全岛超过90只水獭,10多个家族,各自在争夺生存空间,生活境遇坎坷。当它们离开自然环境穿梭在城市里,让人联想到为了生存而不断迁徙的无奈。

阿努莎说,最初在新加坡河边Zouk夜店附近发现的Zouk家族,在今年年头被碧山-宏茂桥公园家族(本地最大的水獭家族,简称碧山家族)赶跑,迁徙来到新加坡植物园,水獭母亲在此生下了六只幼崽。植物园的小水塘可以让幼崽学习游泳,但不适合长久安家,在Zouk一带的老家又回不去,以至于这段疫情期间,它们的身影出现在甘榜爪哇、武吉知马路、纽顿的公寓、陈笃生医院、小印度一带……不断流浪寻家。

在植物园考察时,阿努莎亲眼看到水獭幼崽逐渐跟不上父母的步伐,从高处摔落后夭折。“它们似乎患有神经系统方面的病症,六只幼崽只有两只存活下来。”

有些人担心水獭的数量太多。但是很显然的,城市不友善生存环境威胁了它们的生存,水獭与我们的城市生活交叉,城市的环境、车辆,人们遗弃的垃圾都可以使它们丢命。失去地盘的水獭只能不断地迁徙,阿努莎的研究就是观察水獭如何利用新加坡的水道迁徙并且寻找新家。

阿努莎说:“一旦没有水路,水獭才被迫穿过马路。不过疫情期间,马路上的车辆少了,连小印度这样过去很拥挤的地方,水獭都敢跑进去。”

阿努莎正在面簿上搜罗公众与水獭互动的反馈,有兴趣的公众可以到www.facebook.com/otterresearch参与问卷调查。

与水獭分享家园

疫情期间观察水獭变得越发困难,主要还须网民的即时通报。有网民拍到碧山家族和滨海家族在碧山-宏茂桥公园打起地盘争夺战。此外,也有人拍到六只“迟到”的水獭奔入国大校园,十分逗趣可爱。

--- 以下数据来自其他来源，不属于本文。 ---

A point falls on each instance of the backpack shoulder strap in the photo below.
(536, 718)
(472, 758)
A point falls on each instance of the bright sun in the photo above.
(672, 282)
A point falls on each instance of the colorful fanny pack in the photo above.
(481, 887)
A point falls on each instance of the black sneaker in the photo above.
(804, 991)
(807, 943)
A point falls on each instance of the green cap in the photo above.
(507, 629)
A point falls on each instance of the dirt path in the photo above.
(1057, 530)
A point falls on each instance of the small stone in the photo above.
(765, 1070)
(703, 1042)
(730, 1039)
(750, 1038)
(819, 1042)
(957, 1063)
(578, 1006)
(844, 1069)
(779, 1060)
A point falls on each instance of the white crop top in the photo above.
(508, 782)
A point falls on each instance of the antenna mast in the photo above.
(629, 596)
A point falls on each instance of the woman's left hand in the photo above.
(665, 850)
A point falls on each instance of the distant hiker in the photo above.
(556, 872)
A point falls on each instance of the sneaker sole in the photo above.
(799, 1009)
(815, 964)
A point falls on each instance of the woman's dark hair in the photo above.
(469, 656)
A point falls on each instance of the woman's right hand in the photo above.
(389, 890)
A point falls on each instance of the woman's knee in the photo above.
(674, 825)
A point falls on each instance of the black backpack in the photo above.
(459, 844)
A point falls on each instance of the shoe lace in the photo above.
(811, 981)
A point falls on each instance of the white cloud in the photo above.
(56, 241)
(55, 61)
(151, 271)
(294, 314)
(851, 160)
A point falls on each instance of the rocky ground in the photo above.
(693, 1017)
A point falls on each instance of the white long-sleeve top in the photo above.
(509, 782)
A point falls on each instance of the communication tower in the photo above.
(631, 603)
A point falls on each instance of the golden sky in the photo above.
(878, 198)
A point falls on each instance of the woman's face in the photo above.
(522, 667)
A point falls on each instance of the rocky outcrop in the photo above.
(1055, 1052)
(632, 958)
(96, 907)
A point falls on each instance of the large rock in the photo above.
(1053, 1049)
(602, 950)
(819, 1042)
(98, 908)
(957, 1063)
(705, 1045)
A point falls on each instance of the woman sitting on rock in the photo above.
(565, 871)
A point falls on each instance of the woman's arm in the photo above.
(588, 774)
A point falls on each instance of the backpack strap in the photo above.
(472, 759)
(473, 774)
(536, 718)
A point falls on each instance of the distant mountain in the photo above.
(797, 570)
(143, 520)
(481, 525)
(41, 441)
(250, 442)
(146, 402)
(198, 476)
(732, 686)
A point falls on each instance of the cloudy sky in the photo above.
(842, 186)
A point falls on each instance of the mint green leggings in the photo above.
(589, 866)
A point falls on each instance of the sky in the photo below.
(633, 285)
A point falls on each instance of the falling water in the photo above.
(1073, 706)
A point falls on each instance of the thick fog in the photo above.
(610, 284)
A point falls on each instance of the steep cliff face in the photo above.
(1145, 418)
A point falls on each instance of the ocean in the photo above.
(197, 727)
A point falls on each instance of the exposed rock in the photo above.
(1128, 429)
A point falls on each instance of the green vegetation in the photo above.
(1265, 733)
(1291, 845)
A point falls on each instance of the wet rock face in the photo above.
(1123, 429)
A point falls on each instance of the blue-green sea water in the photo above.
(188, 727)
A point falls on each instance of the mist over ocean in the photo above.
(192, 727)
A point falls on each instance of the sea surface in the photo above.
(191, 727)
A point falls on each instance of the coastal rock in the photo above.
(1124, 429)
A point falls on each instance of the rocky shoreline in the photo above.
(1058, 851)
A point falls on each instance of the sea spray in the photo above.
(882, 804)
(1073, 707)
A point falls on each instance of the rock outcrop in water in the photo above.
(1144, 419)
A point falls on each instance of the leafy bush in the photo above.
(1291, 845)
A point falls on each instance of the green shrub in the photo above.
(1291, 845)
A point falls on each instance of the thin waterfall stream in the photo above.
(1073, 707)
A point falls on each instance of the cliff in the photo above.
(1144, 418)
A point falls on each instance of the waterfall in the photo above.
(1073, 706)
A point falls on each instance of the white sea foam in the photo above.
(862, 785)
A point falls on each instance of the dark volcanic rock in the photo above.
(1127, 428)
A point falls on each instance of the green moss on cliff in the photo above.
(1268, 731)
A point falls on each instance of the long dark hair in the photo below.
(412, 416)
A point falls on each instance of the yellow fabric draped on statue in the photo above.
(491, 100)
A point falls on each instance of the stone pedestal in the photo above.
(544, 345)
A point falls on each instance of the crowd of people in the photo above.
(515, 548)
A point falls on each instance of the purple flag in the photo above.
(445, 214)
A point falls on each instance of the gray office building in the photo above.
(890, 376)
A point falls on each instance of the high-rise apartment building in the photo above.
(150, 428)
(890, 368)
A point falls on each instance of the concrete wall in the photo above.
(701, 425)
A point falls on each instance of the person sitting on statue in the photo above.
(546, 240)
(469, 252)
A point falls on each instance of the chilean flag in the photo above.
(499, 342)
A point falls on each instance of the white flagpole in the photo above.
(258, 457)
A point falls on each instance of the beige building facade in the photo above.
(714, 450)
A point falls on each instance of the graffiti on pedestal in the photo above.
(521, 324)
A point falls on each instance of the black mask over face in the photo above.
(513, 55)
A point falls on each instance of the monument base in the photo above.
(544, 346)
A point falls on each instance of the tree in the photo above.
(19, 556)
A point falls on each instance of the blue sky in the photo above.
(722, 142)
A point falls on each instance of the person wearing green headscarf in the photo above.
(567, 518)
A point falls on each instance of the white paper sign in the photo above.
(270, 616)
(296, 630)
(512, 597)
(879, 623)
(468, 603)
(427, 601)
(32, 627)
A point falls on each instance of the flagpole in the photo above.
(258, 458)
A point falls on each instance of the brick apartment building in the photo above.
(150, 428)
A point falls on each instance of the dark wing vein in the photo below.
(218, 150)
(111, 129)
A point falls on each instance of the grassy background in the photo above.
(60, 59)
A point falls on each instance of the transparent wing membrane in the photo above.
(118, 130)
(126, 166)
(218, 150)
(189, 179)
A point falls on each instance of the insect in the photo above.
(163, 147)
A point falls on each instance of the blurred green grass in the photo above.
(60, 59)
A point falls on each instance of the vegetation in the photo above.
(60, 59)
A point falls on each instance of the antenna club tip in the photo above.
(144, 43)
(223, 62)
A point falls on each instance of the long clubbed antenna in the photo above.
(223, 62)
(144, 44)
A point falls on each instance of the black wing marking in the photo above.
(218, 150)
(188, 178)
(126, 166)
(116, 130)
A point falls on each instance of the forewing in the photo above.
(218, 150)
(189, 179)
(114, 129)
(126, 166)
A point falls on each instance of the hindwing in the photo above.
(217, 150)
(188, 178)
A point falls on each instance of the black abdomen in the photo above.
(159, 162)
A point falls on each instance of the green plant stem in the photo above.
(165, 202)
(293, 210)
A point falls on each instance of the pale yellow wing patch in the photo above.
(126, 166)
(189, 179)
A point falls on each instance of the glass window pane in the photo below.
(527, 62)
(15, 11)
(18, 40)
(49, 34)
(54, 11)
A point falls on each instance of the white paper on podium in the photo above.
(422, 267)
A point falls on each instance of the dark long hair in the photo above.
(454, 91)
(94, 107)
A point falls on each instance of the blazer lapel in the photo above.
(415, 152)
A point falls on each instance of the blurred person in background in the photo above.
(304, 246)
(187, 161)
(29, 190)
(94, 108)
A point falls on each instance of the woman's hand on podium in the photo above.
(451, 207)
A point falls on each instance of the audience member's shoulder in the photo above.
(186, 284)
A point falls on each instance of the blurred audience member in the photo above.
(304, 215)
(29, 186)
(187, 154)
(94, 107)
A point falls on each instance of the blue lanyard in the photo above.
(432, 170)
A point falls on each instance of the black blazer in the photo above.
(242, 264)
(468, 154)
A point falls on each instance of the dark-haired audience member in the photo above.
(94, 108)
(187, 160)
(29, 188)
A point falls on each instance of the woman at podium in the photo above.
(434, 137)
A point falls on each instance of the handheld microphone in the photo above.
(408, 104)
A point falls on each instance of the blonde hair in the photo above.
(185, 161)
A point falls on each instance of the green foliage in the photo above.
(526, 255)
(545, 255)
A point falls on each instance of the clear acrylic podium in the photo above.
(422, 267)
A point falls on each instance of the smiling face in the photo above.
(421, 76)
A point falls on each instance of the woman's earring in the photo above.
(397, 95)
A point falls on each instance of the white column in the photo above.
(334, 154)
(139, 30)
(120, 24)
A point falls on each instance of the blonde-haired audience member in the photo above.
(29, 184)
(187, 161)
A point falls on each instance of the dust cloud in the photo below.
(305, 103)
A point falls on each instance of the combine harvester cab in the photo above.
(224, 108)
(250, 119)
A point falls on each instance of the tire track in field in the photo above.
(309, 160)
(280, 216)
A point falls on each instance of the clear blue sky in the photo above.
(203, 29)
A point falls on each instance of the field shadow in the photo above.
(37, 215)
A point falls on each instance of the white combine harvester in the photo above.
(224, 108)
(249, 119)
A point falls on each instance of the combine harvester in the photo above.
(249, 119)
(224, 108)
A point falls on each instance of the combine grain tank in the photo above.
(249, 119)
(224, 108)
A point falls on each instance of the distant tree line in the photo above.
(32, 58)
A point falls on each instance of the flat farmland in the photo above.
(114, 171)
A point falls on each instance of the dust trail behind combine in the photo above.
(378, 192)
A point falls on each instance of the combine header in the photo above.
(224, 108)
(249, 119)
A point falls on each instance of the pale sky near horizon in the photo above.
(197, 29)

“我们说保护生态,但是人们的眼光总是看向野外,没有注意到城市生活里的生态。”阿努莎认为,新加坡已经成功打造城市里的花园景观,下一步则应该更好地培育这里的自然生态。

张秀丽也说:“全球的水獭数量已锐减30%。相比于许多地方,在新加坡能看到水獭的概率大得多。我们应该尝试从这里开始,学习与水獭分享我们的家园,给他们生存的空间。”

注:制图参考谷歌地图,新加坡公用事业局官网提供的本地集水区地图和Ottercity面簿。